The Curiosity Cabinet, a novel based on a trilogy of the author's own radio plays of the same name, was shortlisted for the Dundee Book Prize in 2005 and subsequently published by Saraband. In 2006, she published a history of the people of Gigha, God's Islanders, which combined historical study with oral sources; a reviewer for The Scottish Historical Review gave it a mixed review, praising its "impressionistic view" but criticizing its lack of proper academic research in the discussion on the modern part of Gigha's history. Her stories have been published in an eclectic mix of magazines and anthologies including She, Company, Vogue, New Edinburgh Review and The London Review of Books. Her poem "Thread" was published in Antonia Fraser's anthology of Scottish love poems.

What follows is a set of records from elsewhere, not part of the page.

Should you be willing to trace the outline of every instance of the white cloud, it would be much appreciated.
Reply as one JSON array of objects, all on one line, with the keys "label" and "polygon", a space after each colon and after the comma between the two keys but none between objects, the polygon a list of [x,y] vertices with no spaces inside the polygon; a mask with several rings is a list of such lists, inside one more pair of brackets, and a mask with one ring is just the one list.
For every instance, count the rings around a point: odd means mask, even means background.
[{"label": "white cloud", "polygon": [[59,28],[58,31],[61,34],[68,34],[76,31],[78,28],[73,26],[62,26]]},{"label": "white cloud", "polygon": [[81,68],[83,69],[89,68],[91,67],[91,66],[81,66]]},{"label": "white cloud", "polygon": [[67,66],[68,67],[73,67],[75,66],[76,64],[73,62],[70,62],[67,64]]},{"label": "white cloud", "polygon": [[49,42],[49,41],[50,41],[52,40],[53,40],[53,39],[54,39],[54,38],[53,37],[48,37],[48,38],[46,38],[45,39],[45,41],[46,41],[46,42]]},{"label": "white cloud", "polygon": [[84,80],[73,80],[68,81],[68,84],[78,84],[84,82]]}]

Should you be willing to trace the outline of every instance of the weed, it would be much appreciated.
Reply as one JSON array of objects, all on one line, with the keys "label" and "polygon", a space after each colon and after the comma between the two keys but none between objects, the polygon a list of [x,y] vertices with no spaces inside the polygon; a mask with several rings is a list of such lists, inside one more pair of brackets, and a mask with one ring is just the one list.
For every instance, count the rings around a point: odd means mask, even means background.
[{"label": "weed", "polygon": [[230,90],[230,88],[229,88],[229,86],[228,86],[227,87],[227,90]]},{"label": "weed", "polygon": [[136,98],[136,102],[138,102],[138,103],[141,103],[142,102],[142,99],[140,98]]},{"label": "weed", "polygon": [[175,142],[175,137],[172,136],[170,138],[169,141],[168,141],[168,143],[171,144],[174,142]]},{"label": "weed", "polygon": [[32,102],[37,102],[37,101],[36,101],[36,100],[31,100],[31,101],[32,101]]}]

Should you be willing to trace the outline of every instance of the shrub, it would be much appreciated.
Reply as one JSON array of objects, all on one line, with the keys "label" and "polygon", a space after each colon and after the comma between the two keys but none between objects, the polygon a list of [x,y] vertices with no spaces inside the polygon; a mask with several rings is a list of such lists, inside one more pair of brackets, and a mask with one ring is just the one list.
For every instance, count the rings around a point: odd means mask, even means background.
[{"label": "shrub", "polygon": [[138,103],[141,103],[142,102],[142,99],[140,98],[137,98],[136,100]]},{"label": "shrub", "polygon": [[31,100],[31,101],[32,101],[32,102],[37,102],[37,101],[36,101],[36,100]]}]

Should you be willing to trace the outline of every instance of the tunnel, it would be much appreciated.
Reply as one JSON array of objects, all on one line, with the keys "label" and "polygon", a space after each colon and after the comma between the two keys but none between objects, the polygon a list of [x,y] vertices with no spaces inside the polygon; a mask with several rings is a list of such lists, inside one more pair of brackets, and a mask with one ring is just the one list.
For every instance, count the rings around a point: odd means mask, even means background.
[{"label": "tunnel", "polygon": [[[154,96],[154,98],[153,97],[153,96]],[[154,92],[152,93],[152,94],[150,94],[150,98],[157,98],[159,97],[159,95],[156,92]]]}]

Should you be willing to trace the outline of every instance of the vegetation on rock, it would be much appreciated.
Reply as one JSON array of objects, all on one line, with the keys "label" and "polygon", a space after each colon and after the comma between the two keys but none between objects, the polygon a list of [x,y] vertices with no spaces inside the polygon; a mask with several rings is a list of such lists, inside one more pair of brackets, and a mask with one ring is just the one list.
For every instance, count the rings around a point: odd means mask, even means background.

Her recent works, all published by Saraband include: The Physic Garden, The Jewel, and in 2019, A Proper Person to be Detained. The latter was recognized by The Irish Times as a notable book among those publish by small presses.

===Stage plays===
- Heroes And Others, Scottish Theatre Company, Royal Lyceum, Edinburgh (1980)
- The Devil And Mary Lamont, Borderline Community Theatre (1995)
- Bonnie Blue Hen, Borderline Community Theatre (1996)
- Wormwood, Traverse Theatre (1997)
- Quartz, Traverse Theatre (2000)
- The Price Of A Fish Supper, The Oran Mor, Glasgow (2005)
- Burns On The Solway, The Oran Mor, Glasgow (2006)
- The Secret Commonwealth, The Oran Mor, Glasgow (2010)

===Television drama===
- Ugly Sisters 			Scottish Television 1982
- The Showground Collection 	Scottish Television 1983
- The Shore Skipper 		Scottish Television 1984
- Shadow Of The Stone, 		Six Part Serial For Scottish Television 1986
- Strathblair 		BBC Television Two Episodes, 1988

===Original plays for BBC Radio===
- The Hare And The Fox 1973
- A Bit Of The Wilderness 1974
- O Flower Of Scotland 1979
- Noon Ghosts 1981
- Bonnie Blue Hen 1984
- The Butterfly Bowl 1985
- Maydays 1986
- The Golden Man 1987
- Bright As A Lamp, Simple As A Ring 1990
- Amber 1995
- Gnats
- Sardine Burial
- Cloud Cuckoo Land
- Tam O’ Shanter
- The Curiosity Cabinet (Trilogy)
- Running Before The Wind (4 Linked Plays)
- The Peggers And The Creelers (Trilogy) 1997
- Dark Star (The Life Of Lorna Moon)
- Vindolanda (5 Episodes)

===Dramatisations and abridgements for BBC Radio===
- Kidnapped And Catriona (10 Episodes) 1985
- The Bride Of Lammermoor (5 Episodes)
- The Hunchback Of Notre Dame (4 Episodes)
- Madame Butterfly
- The Mysteries Of Udolpho (2 Episodes)
- Mr Wrong
- Tales Of The Bizarre:Ray Bradbury Short Stories (6 Episodes)
- Pilgrimage (2 Episodes) 1997
- The Summer Book
- Learning To Swim
- Treasure Island
- Ben Hur (Four Episodes) 2004
- Feelings Under Siege (5 Episodes)
- La Grande Therese (10 Episodes)
- A Girl In Winter
- The Remains Of The Day
- The Price Of A Fish Supper (from the author's own stage play) 2007

===Prose ===
- A Proper Person to be Detained (historical fiction; Saraband, 1999)
- God's Islanders: A History of the People (history; Birlinn, 2006)

==Teaching==
She tutored Kilmarnock Gateway Writers for 15 years.
She has tutored three courses for the Arvon Foundation at Moniack Mhor, ran workshops for the Traverse Theatre and worked with artistic director John Murtagh on community projects for Borderline Theatre.
From 2005 to 2009 she was Royal Literary Fund Writing Fellow at the University of the West of Scotland.
She is now part of the Live Literature Scotland's Writers in Public scheme, giving talks and lectures to writers and book groups throughout Scotland.

==Personal life==
She lives in rural Ayrshire with her artist husband Alan Lees. Their son, Charlie Czerkawski, is a video game designer with Guerilla Tea, living and working in Dundee.